Last Sunday, when the Bible readings were concerned with the risen Christ and the overcoming of the reluctance of Thomas to believe in that risen Christ, is sometimes known as Thomas Sunday when the theme is doubt and belief. In my reflection this week I will set out a few thoughts on belief, using my own rather interrupted journey to faith as an example.
But to begin let me set out my current understanding of what it means to believe, in the context of a Christian faith. It means to believe that God is our loving Creator, that Jesus is the Son of God and hence able to reveal the truth about the nature of God and, in addition it means to live out a life that in practice conforms to the behaviour of a Christian which has been spelt out by Jesus. Then through the Holy Spirit, that Spirit which links Jesus, God and the whole of humanity – through that Spirit, eternal life – of peace with God, of peace with other people, and of peace with ourselves is available for us here and now.
Before returning to this statement I will go back some 70 years to my school days when like most children we read the Bible and had religious education lessons which were fine up to the age of about 11 when I started to learn about science and in particular physics. This didn’t concur with what I was reading in the Bible so one of them must be wrong and of the two it seemed to me then that science was correct and the bible was wrong and hence unbelievable.
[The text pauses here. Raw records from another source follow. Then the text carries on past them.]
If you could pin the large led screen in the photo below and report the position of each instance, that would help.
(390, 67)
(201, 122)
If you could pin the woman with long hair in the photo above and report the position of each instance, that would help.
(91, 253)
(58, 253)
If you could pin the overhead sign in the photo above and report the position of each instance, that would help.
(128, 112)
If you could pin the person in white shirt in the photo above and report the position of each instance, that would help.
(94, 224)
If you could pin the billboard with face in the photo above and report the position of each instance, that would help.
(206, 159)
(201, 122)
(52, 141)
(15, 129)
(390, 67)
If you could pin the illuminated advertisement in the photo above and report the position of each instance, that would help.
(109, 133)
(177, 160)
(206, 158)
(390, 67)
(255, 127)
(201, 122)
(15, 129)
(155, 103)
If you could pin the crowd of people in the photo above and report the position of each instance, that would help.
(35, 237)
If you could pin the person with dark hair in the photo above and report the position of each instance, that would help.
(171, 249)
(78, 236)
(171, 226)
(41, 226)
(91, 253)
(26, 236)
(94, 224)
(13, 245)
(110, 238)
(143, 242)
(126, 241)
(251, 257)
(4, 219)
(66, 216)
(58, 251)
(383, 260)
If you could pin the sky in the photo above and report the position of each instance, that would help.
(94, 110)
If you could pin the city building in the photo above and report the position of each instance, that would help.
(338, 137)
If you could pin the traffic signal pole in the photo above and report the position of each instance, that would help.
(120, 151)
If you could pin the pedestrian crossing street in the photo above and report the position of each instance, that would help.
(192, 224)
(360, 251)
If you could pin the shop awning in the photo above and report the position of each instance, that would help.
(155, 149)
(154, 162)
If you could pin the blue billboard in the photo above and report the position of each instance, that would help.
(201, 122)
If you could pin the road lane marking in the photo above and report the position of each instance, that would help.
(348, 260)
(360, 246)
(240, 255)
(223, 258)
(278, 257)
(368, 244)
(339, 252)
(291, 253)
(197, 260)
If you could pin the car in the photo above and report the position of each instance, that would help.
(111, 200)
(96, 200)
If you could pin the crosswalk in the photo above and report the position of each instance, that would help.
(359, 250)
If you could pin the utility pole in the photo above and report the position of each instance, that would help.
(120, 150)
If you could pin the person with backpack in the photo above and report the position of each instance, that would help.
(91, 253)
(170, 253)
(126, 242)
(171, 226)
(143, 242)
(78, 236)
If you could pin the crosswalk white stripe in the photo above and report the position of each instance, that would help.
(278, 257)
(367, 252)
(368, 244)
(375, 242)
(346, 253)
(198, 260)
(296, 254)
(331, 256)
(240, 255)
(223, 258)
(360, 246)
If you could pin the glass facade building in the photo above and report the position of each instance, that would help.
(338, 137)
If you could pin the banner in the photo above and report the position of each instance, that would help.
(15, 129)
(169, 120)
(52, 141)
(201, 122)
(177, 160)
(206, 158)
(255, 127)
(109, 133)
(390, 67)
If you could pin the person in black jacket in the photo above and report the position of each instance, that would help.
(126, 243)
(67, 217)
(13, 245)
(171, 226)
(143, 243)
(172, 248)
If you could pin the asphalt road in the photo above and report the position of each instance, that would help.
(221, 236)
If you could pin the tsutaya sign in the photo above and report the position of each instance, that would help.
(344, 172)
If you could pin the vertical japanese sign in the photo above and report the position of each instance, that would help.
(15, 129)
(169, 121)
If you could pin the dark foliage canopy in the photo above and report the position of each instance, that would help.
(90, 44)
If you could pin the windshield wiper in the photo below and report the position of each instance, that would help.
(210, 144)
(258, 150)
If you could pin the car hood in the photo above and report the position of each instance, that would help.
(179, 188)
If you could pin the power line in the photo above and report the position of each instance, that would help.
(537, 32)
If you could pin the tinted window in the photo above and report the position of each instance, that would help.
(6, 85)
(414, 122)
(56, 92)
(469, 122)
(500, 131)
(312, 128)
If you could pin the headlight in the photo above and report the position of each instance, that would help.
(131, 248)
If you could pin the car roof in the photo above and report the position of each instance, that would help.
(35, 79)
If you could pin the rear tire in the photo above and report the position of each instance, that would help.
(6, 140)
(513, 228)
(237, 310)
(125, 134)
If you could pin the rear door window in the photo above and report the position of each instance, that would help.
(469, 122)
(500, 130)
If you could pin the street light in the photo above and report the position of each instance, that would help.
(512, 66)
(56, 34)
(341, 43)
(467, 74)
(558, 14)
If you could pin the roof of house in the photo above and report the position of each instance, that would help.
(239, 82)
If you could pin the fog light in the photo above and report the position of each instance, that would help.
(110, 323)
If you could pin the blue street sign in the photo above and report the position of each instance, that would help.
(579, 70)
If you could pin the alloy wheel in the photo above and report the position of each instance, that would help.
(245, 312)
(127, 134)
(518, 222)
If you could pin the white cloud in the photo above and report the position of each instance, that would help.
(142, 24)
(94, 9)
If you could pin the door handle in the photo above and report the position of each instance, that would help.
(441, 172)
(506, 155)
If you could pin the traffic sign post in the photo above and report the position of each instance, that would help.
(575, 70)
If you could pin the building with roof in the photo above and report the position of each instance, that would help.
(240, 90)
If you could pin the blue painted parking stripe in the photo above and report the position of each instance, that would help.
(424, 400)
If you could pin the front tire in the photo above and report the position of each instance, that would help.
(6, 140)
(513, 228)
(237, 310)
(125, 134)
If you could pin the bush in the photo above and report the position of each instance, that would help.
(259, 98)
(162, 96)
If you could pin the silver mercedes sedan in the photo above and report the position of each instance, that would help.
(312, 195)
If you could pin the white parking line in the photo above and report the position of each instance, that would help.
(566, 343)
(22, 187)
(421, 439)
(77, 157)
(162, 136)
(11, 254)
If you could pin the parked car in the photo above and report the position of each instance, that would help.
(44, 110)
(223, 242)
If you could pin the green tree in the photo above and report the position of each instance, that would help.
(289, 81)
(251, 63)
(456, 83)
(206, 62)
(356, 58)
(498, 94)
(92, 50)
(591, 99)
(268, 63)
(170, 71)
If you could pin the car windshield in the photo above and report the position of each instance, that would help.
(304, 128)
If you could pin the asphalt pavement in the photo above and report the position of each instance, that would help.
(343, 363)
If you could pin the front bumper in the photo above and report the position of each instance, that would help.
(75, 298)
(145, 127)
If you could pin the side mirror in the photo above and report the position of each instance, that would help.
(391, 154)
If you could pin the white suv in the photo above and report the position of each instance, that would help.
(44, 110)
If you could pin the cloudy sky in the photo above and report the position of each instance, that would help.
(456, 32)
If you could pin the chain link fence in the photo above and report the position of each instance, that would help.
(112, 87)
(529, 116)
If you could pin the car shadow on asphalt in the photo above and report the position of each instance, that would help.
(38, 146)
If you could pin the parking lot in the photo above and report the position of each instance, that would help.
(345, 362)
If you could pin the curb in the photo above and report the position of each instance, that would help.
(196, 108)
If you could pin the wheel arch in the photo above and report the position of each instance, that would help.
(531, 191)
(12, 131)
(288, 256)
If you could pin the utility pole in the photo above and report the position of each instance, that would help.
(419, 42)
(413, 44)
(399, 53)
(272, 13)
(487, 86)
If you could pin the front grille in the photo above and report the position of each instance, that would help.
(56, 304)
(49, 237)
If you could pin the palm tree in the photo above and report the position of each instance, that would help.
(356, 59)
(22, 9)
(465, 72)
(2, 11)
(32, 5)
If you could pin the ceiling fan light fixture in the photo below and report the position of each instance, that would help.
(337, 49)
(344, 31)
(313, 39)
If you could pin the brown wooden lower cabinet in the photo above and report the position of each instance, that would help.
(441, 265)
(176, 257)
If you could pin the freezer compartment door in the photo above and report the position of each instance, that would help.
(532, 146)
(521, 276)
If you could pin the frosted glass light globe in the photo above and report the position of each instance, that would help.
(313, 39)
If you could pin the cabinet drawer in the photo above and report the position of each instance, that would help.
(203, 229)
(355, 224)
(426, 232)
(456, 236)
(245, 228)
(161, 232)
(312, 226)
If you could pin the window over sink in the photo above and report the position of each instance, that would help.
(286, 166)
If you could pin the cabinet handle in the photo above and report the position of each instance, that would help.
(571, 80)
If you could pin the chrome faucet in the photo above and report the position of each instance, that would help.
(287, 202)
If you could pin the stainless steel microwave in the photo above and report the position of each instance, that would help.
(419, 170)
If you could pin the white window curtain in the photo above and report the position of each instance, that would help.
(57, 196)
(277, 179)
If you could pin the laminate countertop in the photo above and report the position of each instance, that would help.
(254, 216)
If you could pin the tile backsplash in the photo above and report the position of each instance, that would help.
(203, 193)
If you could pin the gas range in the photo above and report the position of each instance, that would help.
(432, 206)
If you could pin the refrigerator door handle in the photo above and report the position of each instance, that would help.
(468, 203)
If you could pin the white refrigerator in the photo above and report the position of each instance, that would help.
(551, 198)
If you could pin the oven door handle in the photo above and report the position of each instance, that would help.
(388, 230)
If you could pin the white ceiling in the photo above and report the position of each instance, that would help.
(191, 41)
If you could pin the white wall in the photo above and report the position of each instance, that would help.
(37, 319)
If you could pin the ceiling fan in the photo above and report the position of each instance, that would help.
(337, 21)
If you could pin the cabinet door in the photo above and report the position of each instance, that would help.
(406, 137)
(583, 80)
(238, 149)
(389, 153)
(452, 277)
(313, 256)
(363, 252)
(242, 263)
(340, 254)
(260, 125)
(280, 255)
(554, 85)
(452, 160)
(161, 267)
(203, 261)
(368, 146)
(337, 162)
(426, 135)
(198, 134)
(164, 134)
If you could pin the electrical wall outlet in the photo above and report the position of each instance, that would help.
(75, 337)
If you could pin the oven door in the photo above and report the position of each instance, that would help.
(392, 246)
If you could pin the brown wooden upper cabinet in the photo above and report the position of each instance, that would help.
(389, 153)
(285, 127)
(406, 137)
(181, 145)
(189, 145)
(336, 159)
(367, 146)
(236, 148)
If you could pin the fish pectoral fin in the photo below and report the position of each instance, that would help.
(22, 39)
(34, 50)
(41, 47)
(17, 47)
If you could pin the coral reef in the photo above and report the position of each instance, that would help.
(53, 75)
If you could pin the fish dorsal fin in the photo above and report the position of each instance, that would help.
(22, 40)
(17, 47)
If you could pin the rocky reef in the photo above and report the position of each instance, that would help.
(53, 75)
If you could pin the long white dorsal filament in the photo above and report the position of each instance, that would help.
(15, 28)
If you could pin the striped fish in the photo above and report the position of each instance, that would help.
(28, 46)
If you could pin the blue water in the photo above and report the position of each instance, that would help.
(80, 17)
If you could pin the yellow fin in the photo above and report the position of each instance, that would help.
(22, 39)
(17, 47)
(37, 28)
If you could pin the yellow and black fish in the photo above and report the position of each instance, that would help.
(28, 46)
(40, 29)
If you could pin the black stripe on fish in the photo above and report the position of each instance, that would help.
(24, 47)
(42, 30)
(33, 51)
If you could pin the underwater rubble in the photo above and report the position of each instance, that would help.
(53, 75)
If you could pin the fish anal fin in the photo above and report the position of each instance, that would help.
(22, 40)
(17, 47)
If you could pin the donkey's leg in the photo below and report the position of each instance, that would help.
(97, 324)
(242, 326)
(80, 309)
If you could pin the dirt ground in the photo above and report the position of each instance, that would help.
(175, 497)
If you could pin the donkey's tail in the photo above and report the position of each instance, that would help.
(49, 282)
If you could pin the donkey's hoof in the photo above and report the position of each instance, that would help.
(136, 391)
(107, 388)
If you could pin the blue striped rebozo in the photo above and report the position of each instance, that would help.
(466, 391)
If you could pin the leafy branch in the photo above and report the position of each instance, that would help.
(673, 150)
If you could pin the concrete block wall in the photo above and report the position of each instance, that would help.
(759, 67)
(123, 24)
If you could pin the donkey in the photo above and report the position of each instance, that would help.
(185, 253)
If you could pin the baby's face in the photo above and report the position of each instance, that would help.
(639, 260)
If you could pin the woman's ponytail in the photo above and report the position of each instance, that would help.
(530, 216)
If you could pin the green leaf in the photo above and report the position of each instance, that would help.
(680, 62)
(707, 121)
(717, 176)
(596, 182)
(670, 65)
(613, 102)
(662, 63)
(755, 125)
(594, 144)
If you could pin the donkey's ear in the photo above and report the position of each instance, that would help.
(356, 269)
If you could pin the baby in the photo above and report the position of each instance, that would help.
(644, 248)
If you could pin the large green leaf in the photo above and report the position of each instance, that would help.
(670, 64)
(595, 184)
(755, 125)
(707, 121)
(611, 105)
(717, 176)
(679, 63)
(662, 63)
Unfortunately, the religious instruction teachers at that time did not realise that I and, no doubt, other pupils were moving forward in a stage of faith where we leave behind an understanding of faith as set out in the Bible as absolute history with God as a sort of super human being located somewhere “out there”. The teacher at that time did not explain the Bible was a collection of books established over a period of some thousand years and sets out a history of a relationship between a people and their God, with their God being described in anthropomorphic language.
If the teachers had explained all this, together with the concept of the provisionality of knowledge, then instead of rejecting the whole of the Bible, I might over the years of adolescence and early adulthood, have come to discern or recognise the truths contained within the Bible and to take responsibility for my own beliefs and attitudes that could result from careful study and interpretation. Instead, it was not until my late 20s that I began to take an interest in those whose writings were based on a liberal interpretation of the Bible – in particular being influenced by Harry A. Williams and Don Cupitt. Gradually I came to understand that God was not a super human but a spiritual presence or reality that can exist everywhere, including residing within the psyche of the human being. I say gradually because it took many years to reach the stage of, on the one hand demythologising and on the other recognising the development of the images, symbols and myths that have been used to express the universal truths of the messages that underly that transcendent reality that we call God. Obviously, I was helped along this way by many helpful writers and those that I found particularly spoke to me were Bultmann, Tillich, Rahner and Macquarrie. So, this was my route to a fairly secure faith which I suspect is often followed by those whose background is in science or engineering.
But there is another way to faith through religious experience. For those who have been fortunate enough to have had such experiences this can provide a sudden realisation of that ultimate reality that comes upon one rather like the sun bursting through clearing fog on a crisp winter’s day. Such an experience or a becoming awareness of the presence of God can take many forms but was described by Sir Alister Hardy as ’becoming aware of or influenced by a presence or power, whether you call it God or not, which is different from your everyday self.’ Sir Alister when he retired from his post of Linacre Professor of Zoology at Oxford set out to collect such experiences and we now have a vast collection of accounts of such experiences in the University at Lampeter. Perhaps the most famous of religious experiences is that of St.Paul when on the road to Damascus he received his well known commissioning to promote the religion that was to become known as Christianity and to set aside his previous role within Judaism. For those of an academic bent, the lines of thought concerning religious experience can be traced from Schleiermacher (1768-1834), Otto(1869-1937), to a number of writers in the twentieth century including Sir Alister himself.
Whether or not one has arrived at a faith via the reading of the Bible and its interpretation or a result of a dramatic religious or spiritual experience one comes to point of realisation that God is not out there but in here in each and every one of us and is to be found In our way of living. At this stage in our faith when according to philosopher Paul Ricoeur ‘symbolic power is reunited with conceptual meanings. Here there must also be a new reclaiming and reworking of one’s past. There must be an opening to the voices of one’s “deeper self.” Importantly, this involves a critical recognition of one’s social unconscious-the myths, ideal images and prejudices built deeply into the self-system by virtue of one’s nurture within a particular social class, religious tradition, ethnic group or the like.’ In other words, one has achieved a rounded wholeness and a confidence to live a life, as mentioned at the beginning of this article, through the Holy Spirit, an eternal life – of peace with God, of peace with other people, and of peace with ourselves.
Afternote: Some of you reading through this reflection will recognise that I am writing about some of the stages of faith. As one moves from early childhood when one is born with a sense of primal belief through some of the stages I have described above one may reach a stage of such enlightenment that is achieved only by the mystic – to most of us mortals to have achieved the stage I have described in the final paragraph is achievement enough.